Meditations: Good Friday

Apr 14, 2017 by

Friday April 14         am: 95, 22. pm 40, 54          Gen 22:1-14                 1 Pet 1:10-20            am: Jn 13:36-38 pm: Jn 19:38-42

 

GOOD FRIDAY

LITURGICAL THEME FOR THE DAY: On this day, we see the Son of God Himself, hanging on the cross on account of our sins. We are not only witnesses to the Holy Passion of our Good Savior, but we become participants in the story of our salvation. At this moment, by His death, the Lord has redeemed us from our sins. The Lord has also cast the final judgment over, Satan, over sin and over death. He has declared them powerless before His almighty throne. The Lamb of God appears throughout each hour in a different form. During the First hour, He is tried and convicted under false accusations and testimony. During the Third hour, He was bruised and suffered Lamb – whipped, spat upon, and mocked for our sakes. During the Sixth Hour, He was crucified for our sakes. In the Ninth Hour, He gave up His soul to the Father.

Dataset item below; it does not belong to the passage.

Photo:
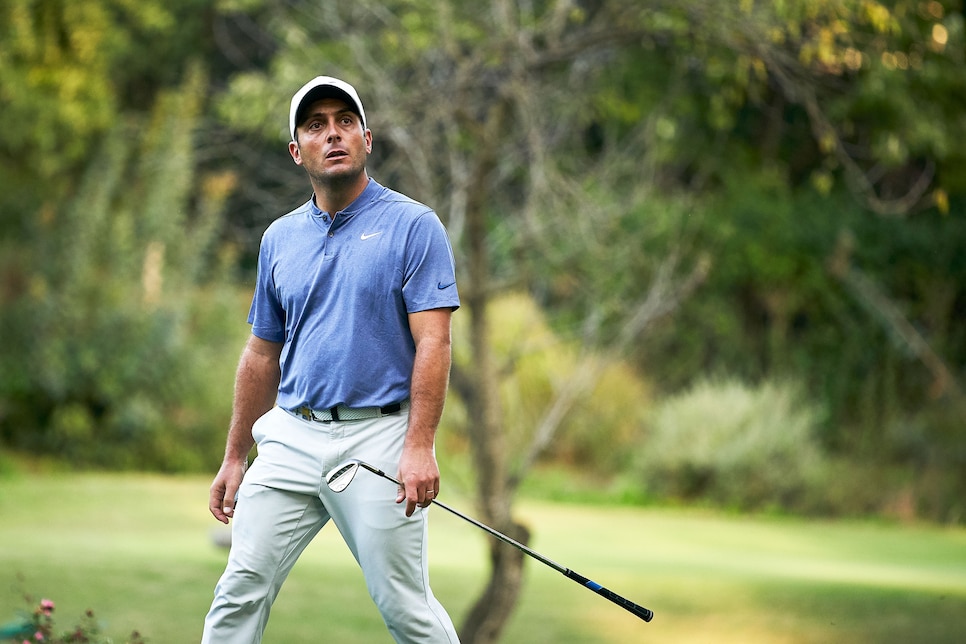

In the Eleventh, He was stabbed with the spear. Finally in the twelfth, He was buried in the tomb.

 

MEDITATION OF THE DAY :The summary message of Good Friday is that Jesus was condemned, crucified, bled and died.  The Cross is the great paradox of Christianity. More than a few people have asked me over the years why the Church focuses so prominently and persistently on the Crucifix. But behind these scenarios lie what gave him the greatest agony, namely, the denial by those he taught and healed and the deliberate denial and betrayal by Judas and Peter his disciples.  Imagine what Jesus was feeling when Judas walked out that door and darkness fell.  Imagine how he felt, when he looked to Peter to stay by him, and in spite of his earlier promise to do so, declined and denied him.   What a suffering?

 

Peter, while much loved by the Lord, and having been privy to the exchange regarding Judas, still doesn’t seem to get it! His desire for ‘insider knowledge’ super – cedes his desire to simply listen to and obey the Lord. This leads him to an offer he would not have been able to keep, as his later actions attest. With knowledge aforethought, Christ provides an important lesson in foretelling Peter’s fear once the reality of Christ’s mission is revealed.

 

Like Peter, we can see only what Judas did but fail to realize that we deny and betray him in so many ways: we doubt some of his teachings and pick and choose them, we deny Him our time – we have time for everything but for God.  Jesus is worth more than billions but Judas sold him on discount at 30 pieces of silver.  Like Judas we sell Jesus at a discount when we equate him to humans and prefer human laws to the laws of God, when we receive the Eucharist without going to Confession, when we are ashamed to talk about him before our relations and friends or pray in a public places.

 

PRAYER OF THE DAY: O God, who by the Passion of Christ your Son, our Lord, abolished the death inherited from ancient sin by every succeeding generation, grant that just as, being conformed to him,we have borne by the law of nature the image of the man on earth, so by the sanctification of grace we may bear the image of the Son of Man. Amen

 

ANCIENT WISDOM/PRESENT GRACE:  : “We do not attach any intrinsic value to the Cross; this would be sinful and idolatrous. Our veneration is referred to Him who died upon it.” —James Cardinal Gibbons

 

HOLY WEEK DISCIPLINE: Unplug” from noon on Good Friday until noon on Holy Saturday.